# Definitions of important loss terms

Readers of my articles occasionally ask for explanation of the distinction between meanings of:

• Insertion Loss;
• Mismatch Loss;
• Loss (or Transmission Loss).

These terms apply to linear circuits, ie circuits that comply with linear circuit theory, things like that impedances are independent of voltage and current, sources are well represented by Thevenin and Norton equivalent circuits.

### Insertion Loss

Insertion Loss is the ratio of power into a matched load (to mean that the load impedance is the complex conjugate of the Thevenin equivalent source impedance) to the power in the load with the subject network / device inserted.

Insertion Loss can also be expressed in dB.

In practical passive networks, Insertion Loss must greater than 1, and positive dB.

### Mismatch Loss

Mismatch Loss is the ratio of output power of a source into a matched load to the output power under a given mismatch.

Mismatch Loss can also be expressed in dB.

In practical passive networks, Mismatch Loss must greater than 1, and positive dB.

### Loss

Loss is simply $$\frac{Power_{in}}{Power_{out}}$$.

Loss can also be expressed in dB.

In practical passive networks, Loss must greater than 1, and positive dB.

Loss is sometimes called Transmission Loss to distinguish it from other qualifications, but it is unnecessary.

## Caveats

Most ham transmitters are not well characterised by an equivalent Thevenin circuit, and so the foregoing does not apply literally. Results might be quite similar, but the extent of the difference is dependent on the transmitter and is uncertain.

## Does it matter?

Difference scenarios may see some of these factors less important than others, or even unimportant.
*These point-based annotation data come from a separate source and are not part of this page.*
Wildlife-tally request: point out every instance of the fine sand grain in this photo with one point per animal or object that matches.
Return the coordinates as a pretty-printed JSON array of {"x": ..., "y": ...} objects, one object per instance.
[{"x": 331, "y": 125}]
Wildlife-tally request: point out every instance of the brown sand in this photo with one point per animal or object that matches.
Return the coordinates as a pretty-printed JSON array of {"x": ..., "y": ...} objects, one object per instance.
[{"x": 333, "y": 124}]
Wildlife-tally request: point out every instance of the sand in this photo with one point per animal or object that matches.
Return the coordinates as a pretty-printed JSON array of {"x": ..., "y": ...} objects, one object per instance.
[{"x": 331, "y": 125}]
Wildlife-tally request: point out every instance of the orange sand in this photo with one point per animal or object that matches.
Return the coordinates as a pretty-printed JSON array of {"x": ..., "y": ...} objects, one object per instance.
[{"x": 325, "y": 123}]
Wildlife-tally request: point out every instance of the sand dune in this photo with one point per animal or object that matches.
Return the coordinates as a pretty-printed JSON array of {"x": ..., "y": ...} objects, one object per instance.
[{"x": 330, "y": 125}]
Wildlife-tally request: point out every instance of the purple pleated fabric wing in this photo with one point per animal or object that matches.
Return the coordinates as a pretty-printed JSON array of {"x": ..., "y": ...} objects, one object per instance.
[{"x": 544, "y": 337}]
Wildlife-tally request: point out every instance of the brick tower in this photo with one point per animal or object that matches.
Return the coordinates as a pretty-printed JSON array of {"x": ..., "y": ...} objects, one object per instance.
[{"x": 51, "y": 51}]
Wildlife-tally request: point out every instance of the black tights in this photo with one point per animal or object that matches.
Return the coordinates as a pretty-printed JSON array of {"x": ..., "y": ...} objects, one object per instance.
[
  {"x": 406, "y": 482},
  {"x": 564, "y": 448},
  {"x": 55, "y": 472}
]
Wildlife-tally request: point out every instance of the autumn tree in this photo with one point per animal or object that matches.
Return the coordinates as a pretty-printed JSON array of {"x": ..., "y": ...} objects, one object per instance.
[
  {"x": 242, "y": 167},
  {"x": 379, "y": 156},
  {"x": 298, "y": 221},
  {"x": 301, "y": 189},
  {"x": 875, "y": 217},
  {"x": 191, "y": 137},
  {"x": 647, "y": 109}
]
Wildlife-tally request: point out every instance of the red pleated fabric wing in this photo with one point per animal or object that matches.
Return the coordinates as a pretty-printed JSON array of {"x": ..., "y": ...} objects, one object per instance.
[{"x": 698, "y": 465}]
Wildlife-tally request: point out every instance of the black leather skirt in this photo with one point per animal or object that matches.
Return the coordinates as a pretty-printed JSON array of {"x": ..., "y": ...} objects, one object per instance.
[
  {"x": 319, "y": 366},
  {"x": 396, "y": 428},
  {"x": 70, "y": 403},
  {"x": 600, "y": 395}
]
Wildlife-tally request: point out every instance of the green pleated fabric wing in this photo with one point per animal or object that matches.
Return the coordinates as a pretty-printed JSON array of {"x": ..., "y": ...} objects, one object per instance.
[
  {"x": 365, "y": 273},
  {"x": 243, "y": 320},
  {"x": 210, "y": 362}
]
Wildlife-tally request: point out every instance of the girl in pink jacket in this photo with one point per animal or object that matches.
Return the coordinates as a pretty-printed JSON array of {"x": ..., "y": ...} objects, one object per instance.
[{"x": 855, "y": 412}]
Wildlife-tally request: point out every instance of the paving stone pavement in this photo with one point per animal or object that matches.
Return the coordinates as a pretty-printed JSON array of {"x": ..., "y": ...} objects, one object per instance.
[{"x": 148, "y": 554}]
A common mistake is to take a VNA, measure |s21| and calculate Insertion Loss, and to infer from that alone, the conversion of RF energy to heat. This can have gross error.

Another common mistake is to come up with -ve dB loss values for passive networks, the user is making up his own definitions and their work is questionable.

Understand the meaning of each, be clear about what is needed and what is being measured and how to get from the latter to the former.